Abstract
Neutrophil extracellular traps (NETs) contribute to innate immunity as well as numerous diseases processes such as deep vein thrombosis, myocardial ischemia, and autoimmune disease. To date, most knowledge on NETs formation has been gathered via the qualitative microscopic examination of individual neutrophils in vitro, or aggregate structures in vivo.
Here we describe a novel flow cytometry (FLOW)-based assay to identify and quantify NETs using antibodies against key NETs constituents, specifically DNA, modified histones and granular enzymes. This method is applicable to both murine and human samples for the assessment of induced NETs in vitro, or detection of NETosis in vivo in blood samples.

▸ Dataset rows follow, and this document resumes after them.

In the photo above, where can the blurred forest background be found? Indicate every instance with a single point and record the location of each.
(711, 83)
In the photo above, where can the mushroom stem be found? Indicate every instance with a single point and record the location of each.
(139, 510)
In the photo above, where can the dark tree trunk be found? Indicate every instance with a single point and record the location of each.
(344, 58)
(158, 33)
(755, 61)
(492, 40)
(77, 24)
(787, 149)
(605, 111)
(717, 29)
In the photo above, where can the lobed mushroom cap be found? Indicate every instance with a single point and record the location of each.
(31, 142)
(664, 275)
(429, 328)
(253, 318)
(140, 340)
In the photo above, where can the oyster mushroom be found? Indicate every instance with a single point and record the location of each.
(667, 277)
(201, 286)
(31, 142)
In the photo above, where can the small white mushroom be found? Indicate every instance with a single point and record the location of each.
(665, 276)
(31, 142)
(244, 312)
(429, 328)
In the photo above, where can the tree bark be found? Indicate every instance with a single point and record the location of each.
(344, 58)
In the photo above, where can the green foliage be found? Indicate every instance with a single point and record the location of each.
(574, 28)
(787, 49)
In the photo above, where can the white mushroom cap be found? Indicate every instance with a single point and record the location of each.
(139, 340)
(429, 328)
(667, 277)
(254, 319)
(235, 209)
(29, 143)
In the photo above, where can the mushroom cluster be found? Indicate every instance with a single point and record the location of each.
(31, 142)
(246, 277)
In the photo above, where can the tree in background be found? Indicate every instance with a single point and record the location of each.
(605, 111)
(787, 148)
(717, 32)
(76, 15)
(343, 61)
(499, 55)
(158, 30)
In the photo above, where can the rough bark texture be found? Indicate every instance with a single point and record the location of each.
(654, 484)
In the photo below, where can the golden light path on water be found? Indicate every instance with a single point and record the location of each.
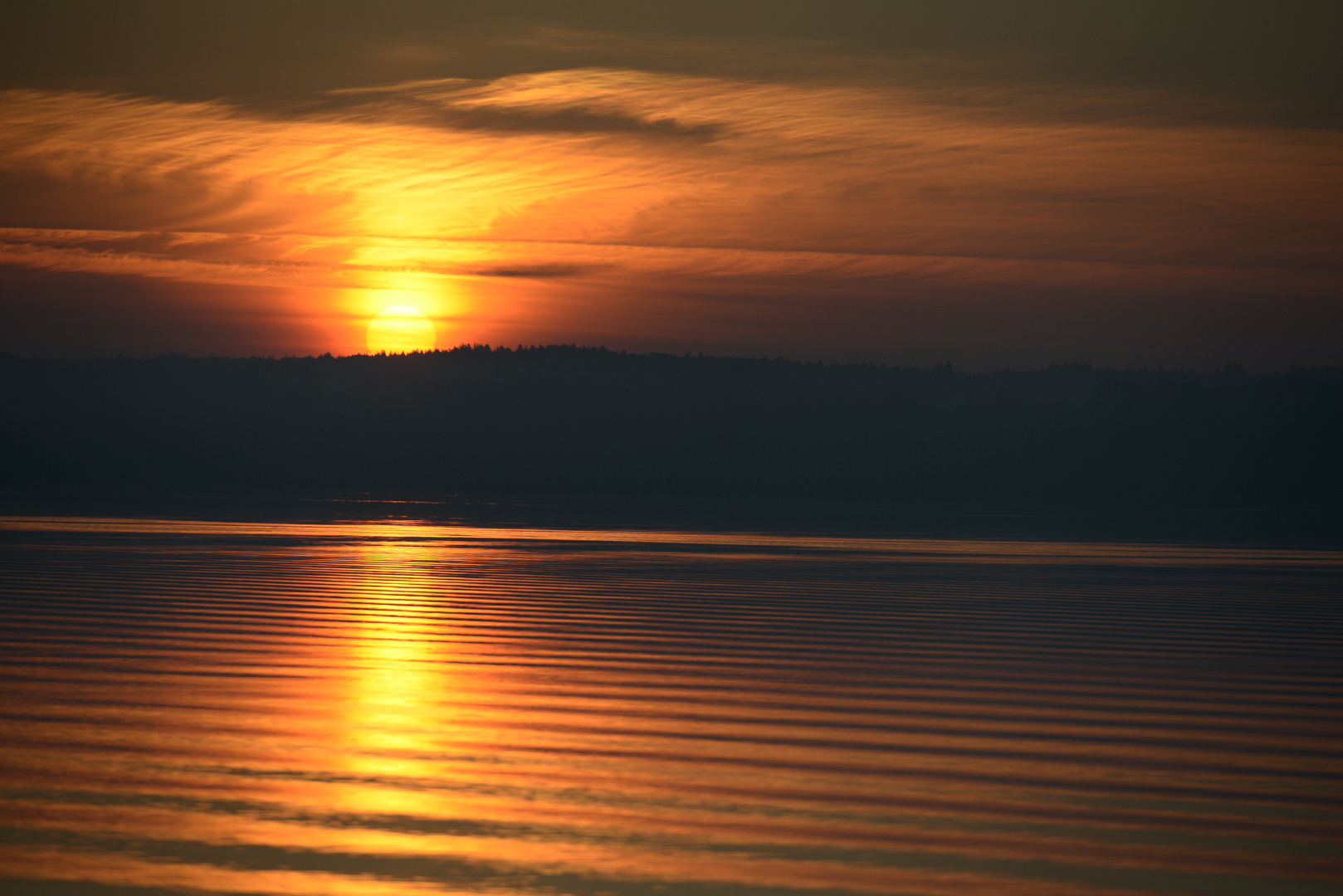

This FLOW-based method was validated by comparison with the well-established microscopy assay using two genetic mouse models previously demonstrated to show defective NETosis. It was then used on healthy human neutrophils for detection of ex vivo induced NETs and on blood samples from patients with sepsis for direct assessment of in vivo NET-forming neutrophils.
This new methodology allows rapid and robust assessment of several thousand cells per sample and is independent of potential observer-bias, the two main limitations of the microscopic quantification. Using this new technology facilitates the direct detection of in vivo circulating NETs in blood samples and purification of NETting neutrophils by fluorescence-activated cell sorting (FACS) for further analysis.
Keywords: Biological Markers, Flow Cytometry, Methods, Neutrophils, Sepsis
INTRODUCTION
Neutrophils release neutrophil extracellular traps (NETs) after specific agonist induction as a form of non-apoptotic death in a stepwise process termed NETosis[1]. NETosis requires chromatin decondensation followed by nuclear membrane rupture that allows chromatin to mix with granule contents such as neutrophil elastase or myeloperoxidase (MPO). Ultimately the preformed NETs are released into the extracellular space.[1] Histone citrullination (H3Cit) that entails the conversion of arginine to citrulline on histone tails by peptidylarginine deaminase 4 (PAD4) promotes chromatin decondensation and is considered a key marker of early NETosis.[2-4] NETosis is also dependent on the production of reactive oxygen species (ROS) by the neutrophil NADPH oxidase complex[1], of which the Rho GTPase Rac is a component. It has been shown that PAD4- and Rac-deficient neutrophils have defective NETosis.[2-5]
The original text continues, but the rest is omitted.